Selain kebijakan umum, pemerintah Filipina juga melakukan proteksi terhadap pasar pergulaan nasionalnya dengan menjaga harga pasar domestik relatif tinggi melalui kebijakan tarif bea impor. Upaya lain yang telah dilakukan oleh pemerintah Filipina adalah dengan menetapkan minimum akses sebesar 150 ribu ton dengan tarif 50 persen dan sebesar 80 persen untuk impor gula atas minimun akses. Sedangkan untuk impor gula di negara ASEAN pemerintah memberlakukan tarif preferensi sebesar 65 persen (Hafsah, 2003).

China

Industri gula China memiliki sejarah panjang dan telah mengalami perubahan yang signifikan dalam beberapa tahun ini. Industri gula China telah tumbuh lebih dari 300 persen sejak reformasi ekonomi dimulai pada tahun 2004. Pertumbuhan industri pergulaan di China disertai dengan berbagai tekanan baik internal maupun eksternal yang telah mengakibatkan restrukturisasi mesin dan peralatan pabrik gula yang signifikan di dalam negeri. Pemerintah China berupaya untuk mengejar pengembangan industri gula melalui serangkaian kebijakan yang ditujukan untuk meningkatkan surplus produsen dan petani, peningkatan kualitas produk gula dan perlindungan yang besar bagi lingkungan. Manajemen teknologi yang kreatif dan inovatif menjadi sarana utama pencapaian pengembangan industri gula China (Zhu, et al. 2007).

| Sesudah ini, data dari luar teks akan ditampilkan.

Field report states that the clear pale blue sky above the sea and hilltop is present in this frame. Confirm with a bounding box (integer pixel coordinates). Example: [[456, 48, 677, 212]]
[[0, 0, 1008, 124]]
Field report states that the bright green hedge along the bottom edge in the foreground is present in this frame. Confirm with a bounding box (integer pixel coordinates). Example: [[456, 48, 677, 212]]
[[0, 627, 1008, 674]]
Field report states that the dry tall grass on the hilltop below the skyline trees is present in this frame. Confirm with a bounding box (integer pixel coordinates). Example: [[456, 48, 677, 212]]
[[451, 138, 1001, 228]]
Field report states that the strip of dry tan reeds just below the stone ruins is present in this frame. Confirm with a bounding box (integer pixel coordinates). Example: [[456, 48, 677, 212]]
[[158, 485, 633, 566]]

Perkembangan konsumsi yang lebih tinggi daripada produksi membuat China saat ini menjadi salah satu konsumen gula terbesar di dunia. Sekalipun China merupakan negara importir, namun pemerintah China juga memberikan kebijakan proteksi dan promosi untuk industri pergulaannya. Dalam merumuskan kebijakannya pemerintah China melibatkan State Development and Reform Commission (SDRC) yang bertanggung jawab membuat perencanaan

pembangunan industri gula jangka panjang, State Economic and Trade Commision (SETC) yang bertanggung jawab terhadap pengendalian produksi, kementerian pertanian yang bertanggung jawab langsung terhadap pengaturan lahan tebu, Kementerian perdagangan yang mengatur ekspor dan impor gula, serta

China Sugar Association yang membantu pemerintah dalam melaksanakan pengendalian kebijakan makro dan masukan bagi pengembangan industri gula.

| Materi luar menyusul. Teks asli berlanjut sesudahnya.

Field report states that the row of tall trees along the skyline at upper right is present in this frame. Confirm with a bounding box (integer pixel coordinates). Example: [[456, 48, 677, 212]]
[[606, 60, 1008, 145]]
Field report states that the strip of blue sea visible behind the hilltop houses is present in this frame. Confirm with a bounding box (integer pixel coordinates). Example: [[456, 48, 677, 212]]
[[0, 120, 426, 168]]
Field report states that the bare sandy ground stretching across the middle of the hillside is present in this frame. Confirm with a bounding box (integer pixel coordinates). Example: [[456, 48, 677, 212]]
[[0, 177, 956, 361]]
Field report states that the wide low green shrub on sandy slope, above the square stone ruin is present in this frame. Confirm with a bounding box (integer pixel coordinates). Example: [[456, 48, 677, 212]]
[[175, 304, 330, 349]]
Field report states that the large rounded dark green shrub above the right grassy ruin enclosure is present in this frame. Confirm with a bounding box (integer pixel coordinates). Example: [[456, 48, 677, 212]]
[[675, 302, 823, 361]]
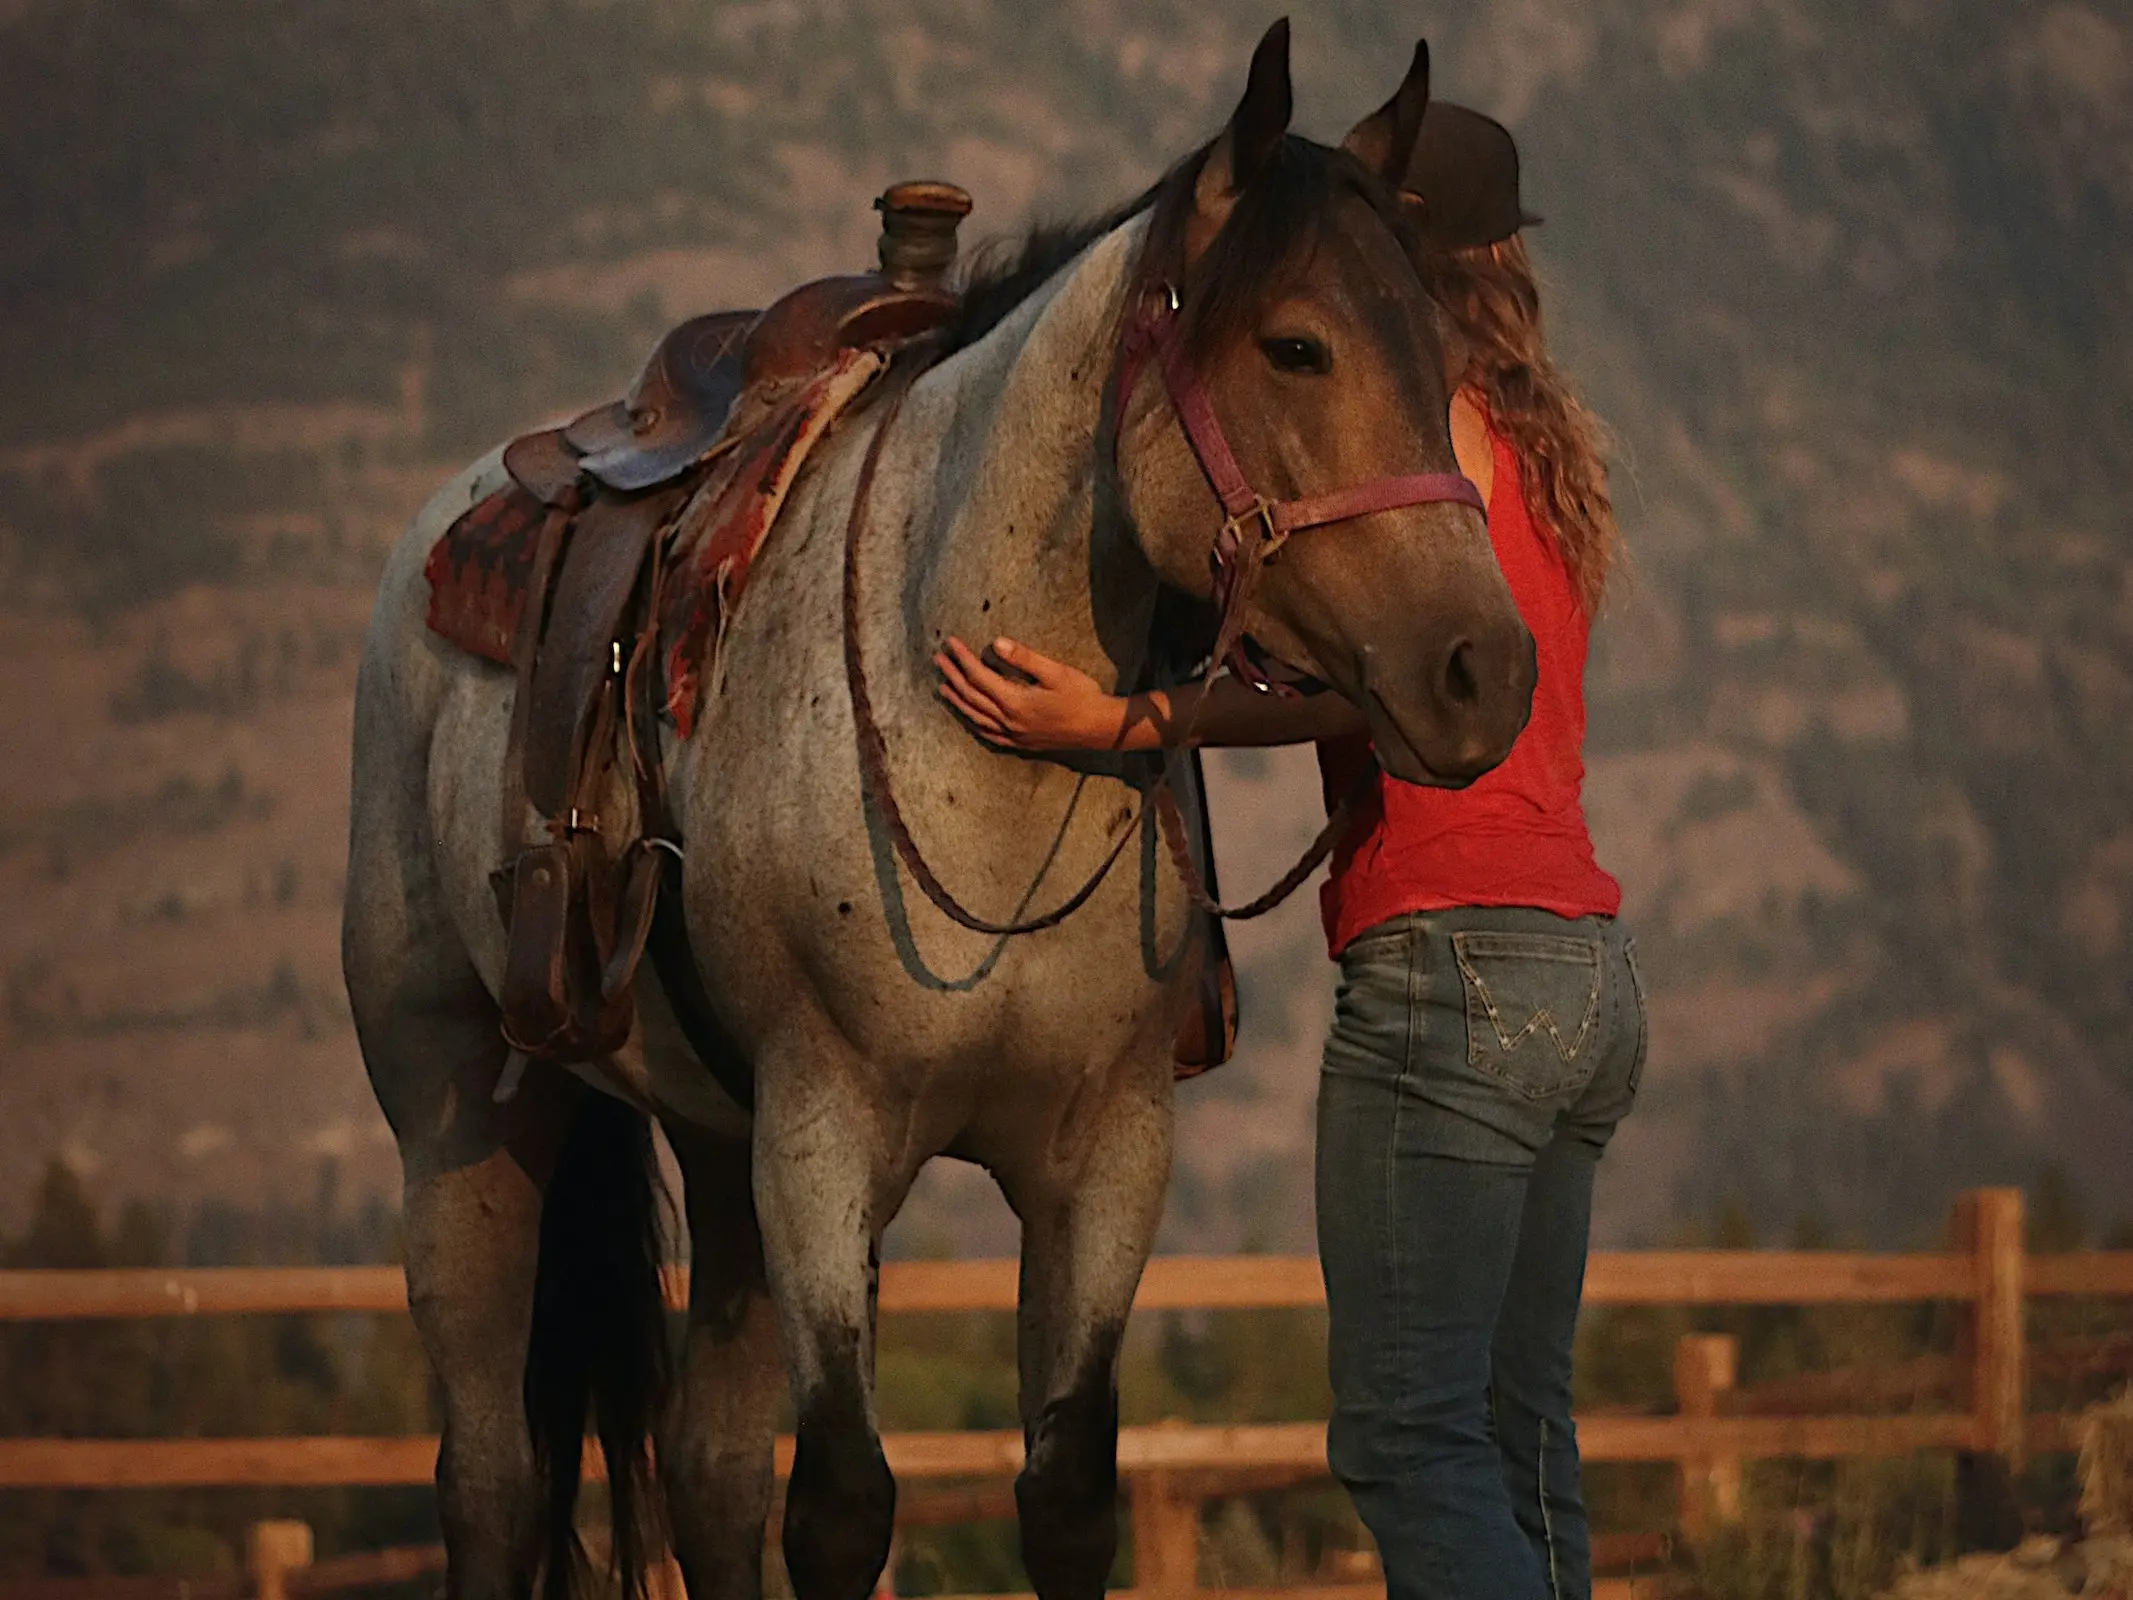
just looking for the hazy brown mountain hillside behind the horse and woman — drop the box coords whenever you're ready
[0,0,2133,1244]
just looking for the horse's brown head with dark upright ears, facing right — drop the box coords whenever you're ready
[1120,23,1534,785]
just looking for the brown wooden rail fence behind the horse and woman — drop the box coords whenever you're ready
[0,1188,2133,1594]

Adapun serangkaian kebijakan yang telah dilakukan oleh pemerintah China dalam mendukung industri pergulaannya antara lain (Pambudy, et al. 2005) :

1. Menerapkan sistem tanggung jawab produksi keluarga di wilayah pedesaan yang membangkitkan antusiasme para petani tebu untuk meningkatkan produksi.

2. Memberikan insentif berupa pangan kepada petani tebu untuk menjamin kecukupan pangan dan menjaga agar tetap menanam tebu.

3. Memberikan subsidi berupa pembangunan irigasi pada lahan-lahan yang ditanami tebu dan pembukaan lahan kering dataran tinggi untuk dijadikan lahan tebu.

4. Melepaskan seluruh kendali pembelian dan kontrak penjualan gula pada mekanisme pasar.

5. Menerapkan pajak pendapatan yang cukup tinggi terhadap pabrik gula sebesar 33 persen dan PPN sebesar 17 persen.

6. Menerapkan kebijakan proteksi dengan menerapkan kuota impor pada tahun 2003 sebesar 1.85 juta ton, dan tahun 2004 sebesar 1.94 juta ton dengan tarif sebesar 30 persen untuk gula putih dan 20 persen untuk gula mentah. Impor diatas kuota yang telah ditetapkan dikenakan tarif impor sebesar 76 persen.

Pemerintah China juga tengah menerapkan konsep pembangunan keberlanjutan untuk industri gula. Li, et al. (2006) menjelaskan konsep pembangunan berkelanjutan industri gula China dilakukan sedemikian rupa sehingga produksi berada dalam kondisi yang seimbang dengan untuk input sumberdaya yang terbarukan seperti energi. Dorongan ini dilakukan dengan menekankan pada pengurangan dampak negatif lingkungan yang signifikan terkait dengan produksi gula di China dan seluruh dunia. Sebagai bagian dari tujuan jangka panjangnya, pemerintah China juga akan melakukan penekanan pada

pemanfaatan produk hilir yang selama ini hanya dikenal sebagai limbah. Sehingga, arah industri gula di China akan melalui proses produksi yang dikenal dengan 3P atau “Planting-Processing-Production Cycle”.